Caty esperó escondida mientras su madre se alejaba. Poco a poco, así con el aire que hacía volar algunas hojas caídas de los árboles, llegó la calma y desapareció el sobresalto, entonces se acercó a la banca de siempre, en donde encontró una revista abandonada. La tomó y echó un vistazo al contenido. A ella no le gustaba ese tipo de lectura porque contenía demasiada “realidad”, una palabra que odiaba por ser la favorita de mamá. Sin embargo, aquel montón de papel impreso llamó su atención, así que se acomodó dispuesta a burlarse un poco de lo que la “gente normal”, como decía su madre, hacía o decía.
Por la extraña enfermedad del “hombre-árbol”, médicos del Hospital Universitario de Daca atienden a Abial Bajan, quien desde hace diez años comenzó a llenarse de verrugas que con los años crecieron hasta convertir sus extremidades en malformaciones semejantes a las ramas de un árbol...
Caty sintió que el viento arreciaba por un instante y se estremeció. Se rascó los brazos y la cara. Luego le dio la impresión de que alguien la observaba con insistencia, pero no quiso levantar la mirada. Continuó su lectura y encontró otro caso:
Una niña de 11 años llamada Sohi Collen quien padece la enfermedad llamada epidermólisis bullosa (EB), es aquejada por el dolor intenso que le provoca este mal genético también conocido como piel de cristal, el cual hace que con el mínimo roce se rasgue la piel y le salgan ampollas gruesas y de una consistencia babosa que se van uniendo una con otra, lo cual también afecta su piel interna...
Como aquella mirada no la dejaba concentrarse totalmente en la lectura que ya le había provocado comezón también en las piernas, decidió levantarse para saber quién la veía con tanta vehemencia, quizá alguien que había mandado su madre con el propósito de regresarla a casa.
Antes de dejar la revista a un lado, percibió un olor familiar, como al tabaco de su padre, a madera quemada y humedecida después por la lluvia.
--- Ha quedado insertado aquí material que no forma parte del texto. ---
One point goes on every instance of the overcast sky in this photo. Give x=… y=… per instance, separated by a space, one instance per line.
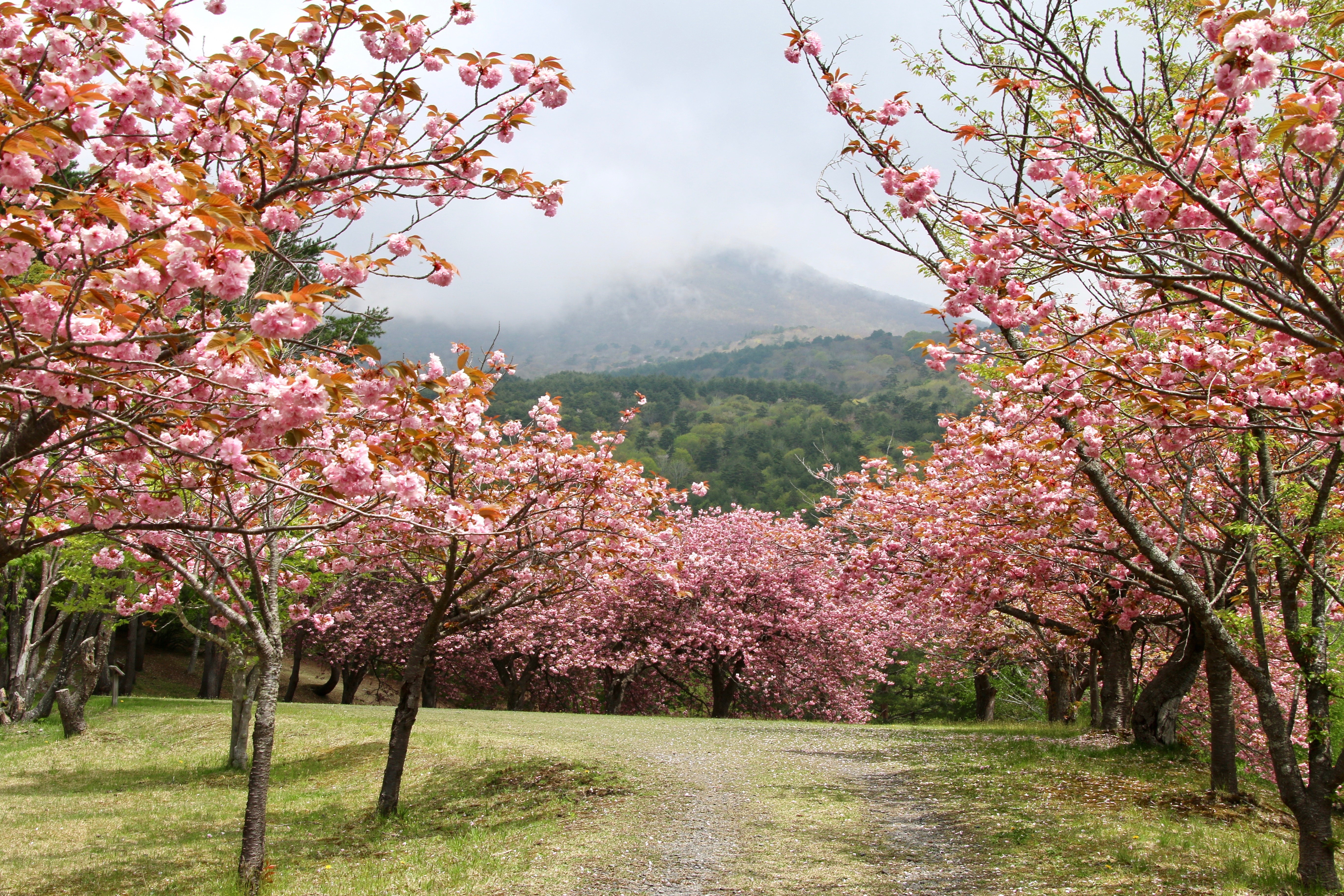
x=687 y=132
Apenas vio de reojo su silueta recargada en el árbol, se le enchinó la piel. En un instante saltó de la banca, aventó la revista y quiso correr hacia él, pero su sorpresa fue mayor cuando vio que el cuerpo del sujeto se iba cubriendo de una corteza muy gruesa que se fusionaba con el árbol.
Cuando se acercó ya sólo estaba el enorme tronco. Frotó las palmas de sus manos en la corteza, como si en el mismo acto el árbol le devolviera a su padre. Una savia pegajosa de olor agridulce se impregnó en su piel. Caty escuchó un aleteo, entonces se abrazó.
Dedicado a las mujeres que cada día enfrentan una batalla intensa por la defensa de sus derechos, sus libertades, pasiones, ilusiones y sueños.
Por todas las que han luchado y por quienes continuamos en esa lucha para destruir estereotipos y estructuras que históricamente nos han mantenido atrapadas en una ideología que nos disminuye y margina sólo por el hecho de ser eso, mujeres.